Tail: SSD backed memory-mapped block index. The CZDS domains are sorted and delta-compressed into fixed-size blocks with a tiny in-memory directory. A lookup binary-searches the directory (27 MB), then linearly scans one block of 256 names. The 240M domain names take about 2.5 GB of disk space. Hot pages are cached in memory by the OS. Worst case time complexity: O(length of what you typed * log(number of domains)). 尾部:基于 SSD 的内存映射块索引。CZDS 域名经过排序和增量压缩,存储在固定大小的块中,并配有一个微小的内存目录。查找时先对目录(27 MB)进行二分搜索,然后线性扫描一个包含 256 个名称的块。2.4 亿个域名占用约 2.5 GB 磁盘空间。热点页面由操作系统缓存在内存中。最坏情况下的时间复杂度为:O(输入长度 * log(域名总数))。
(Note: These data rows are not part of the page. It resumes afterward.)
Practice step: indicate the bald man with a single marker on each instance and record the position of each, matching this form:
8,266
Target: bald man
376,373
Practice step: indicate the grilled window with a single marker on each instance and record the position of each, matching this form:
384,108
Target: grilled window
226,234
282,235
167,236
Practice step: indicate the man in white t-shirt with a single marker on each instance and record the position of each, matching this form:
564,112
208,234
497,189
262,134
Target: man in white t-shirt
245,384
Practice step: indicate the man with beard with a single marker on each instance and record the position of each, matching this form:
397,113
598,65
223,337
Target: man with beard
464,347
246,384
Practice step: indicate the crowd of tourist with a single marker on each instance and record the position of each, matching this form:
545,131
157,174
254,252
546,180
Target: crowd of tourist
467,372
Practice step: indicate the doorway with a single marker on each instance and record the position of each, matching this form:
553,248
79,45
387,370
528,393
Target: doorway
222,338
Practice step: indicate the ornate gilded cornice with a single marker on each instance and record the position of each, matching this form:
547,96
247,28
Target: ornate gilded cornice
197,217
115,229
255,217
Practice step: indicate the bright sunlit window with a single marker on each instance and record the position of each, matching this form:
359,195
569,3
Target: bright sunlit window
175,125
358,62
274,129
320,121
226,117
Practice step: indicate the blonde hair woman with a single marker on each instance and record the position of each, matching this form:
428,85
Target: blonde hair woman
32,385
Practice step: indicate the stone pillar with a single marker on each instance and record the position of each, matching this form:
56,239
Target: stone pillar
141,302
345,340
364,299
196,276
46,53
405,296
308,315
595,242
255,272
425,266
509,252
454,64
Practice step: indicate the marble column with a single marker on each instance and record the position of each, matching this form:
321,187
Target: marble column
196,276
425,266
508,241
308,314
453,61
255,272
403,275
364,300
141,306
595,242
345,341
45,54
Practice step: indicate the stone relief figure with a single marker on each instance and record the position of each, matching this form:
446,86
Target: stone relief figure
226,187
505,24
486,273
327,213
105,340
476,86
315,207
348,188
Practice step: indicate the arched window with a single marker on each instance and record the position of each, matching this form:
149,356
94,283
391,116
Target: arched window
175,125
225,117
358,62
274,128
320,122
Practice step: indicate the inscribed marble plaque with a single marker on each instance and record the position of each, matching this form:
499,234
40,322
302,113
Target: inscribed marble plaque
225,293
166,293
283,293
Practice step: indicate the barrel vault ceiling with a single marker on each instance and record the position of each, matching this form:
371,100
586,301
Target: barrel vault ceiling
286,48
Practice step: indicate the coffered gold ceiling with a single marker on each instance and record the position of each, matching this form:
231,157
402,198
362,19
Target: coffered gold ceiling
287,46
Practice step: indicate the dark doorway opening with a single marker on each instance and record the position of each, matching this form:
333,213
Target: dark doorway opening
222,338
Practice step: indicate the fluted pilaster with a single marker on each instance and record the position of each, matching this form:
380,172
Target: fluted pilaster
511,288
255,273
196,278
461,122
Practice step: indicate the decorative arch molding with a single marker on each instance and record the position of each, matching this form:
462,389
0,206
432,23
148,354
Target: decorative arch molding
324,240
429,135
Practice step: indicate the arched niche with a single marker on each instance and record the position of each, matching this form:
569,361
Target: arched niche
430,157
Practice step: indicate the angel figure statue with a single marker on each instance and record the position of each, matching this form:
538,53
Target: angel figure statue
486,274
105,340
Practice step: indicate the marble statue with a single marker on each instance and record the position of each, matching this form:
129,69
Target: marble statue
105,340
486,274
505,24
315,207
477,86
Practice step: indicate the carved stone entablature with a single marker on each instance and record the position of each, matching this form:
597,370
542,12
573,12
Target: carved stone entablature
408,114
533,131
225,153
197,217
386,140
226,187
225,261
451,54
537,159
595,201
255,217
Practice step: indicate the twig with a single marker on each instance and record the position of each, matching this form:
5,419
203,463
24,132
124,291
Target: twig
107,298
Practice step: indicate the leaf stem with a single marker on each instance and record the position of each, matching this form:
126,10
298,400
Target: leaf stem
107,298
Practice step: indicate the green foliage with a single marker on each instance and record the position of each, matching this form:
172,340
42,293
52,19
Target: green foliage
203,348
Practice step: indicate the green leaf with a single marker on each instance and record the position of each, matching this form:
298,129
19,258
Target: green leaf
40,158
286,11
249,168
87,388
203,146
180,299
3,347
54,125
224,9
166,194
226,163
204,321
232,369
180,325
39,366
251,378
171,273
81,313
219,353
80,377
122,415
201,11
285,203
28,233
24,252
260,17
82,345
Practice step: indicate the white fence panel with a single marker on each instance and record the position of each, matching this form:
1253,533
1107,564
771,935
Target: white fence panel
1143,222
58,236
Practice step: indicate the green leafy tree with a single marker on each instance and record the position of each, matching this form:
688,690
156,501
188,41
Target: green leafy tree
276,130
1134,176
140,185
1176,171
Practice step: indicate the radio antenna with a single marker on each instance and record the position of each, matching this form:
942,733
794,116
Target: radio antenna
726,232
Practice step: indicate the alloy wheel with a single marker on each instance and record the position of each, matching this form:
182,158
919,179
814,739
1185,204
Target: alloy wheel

Both the number of domains and the query length are bounded. That makes the worst case for both data structures effectively O(1), which should keep p99 latency low. Let’s see. Every keystroke travels Browser → Cloudflare → nginx → API and the response returns along the same path. 域名数量和查询长度都是有限的。这使得两种数据结构的最坏情况实际上都是 O(1),这应该能保持较低的 p99 延迟。让我们看看。每次按键都会经过“浏览器 → Cloudflare → nginx → API”的路径,响应则沿原路返回。
Most requests are answered within 2 ms by the API. Even at 1.6k req/s, Nginx + the API responds in 15 ms 99% of the time. I’m sure we could shave off a couple of milliseconds, but I’m happy with this. Optimizing the API further doesn’t make sense, since the network dominates latency. In practice, the autocomplete latency is about equal to the round trip time from the browser through Cloudflare to the server + 10 ms. 大多数请求在 2 毫秒内即可由 API 响应。即使在每秒 1.6k 次请求的情况下,Nginx + API 也能在 99% 的时间内于 15 毫秒内完成响应。我相信我们还能再挤出几毫秒,但我对目前的结果很满意。进一步优化 API 意义不大,因为网络延迟才是主导因素。实际上,自动补全的延迟大约等于从浏览器经由 Cloudflare 到服务器的往返时间再加上 10 毫秒。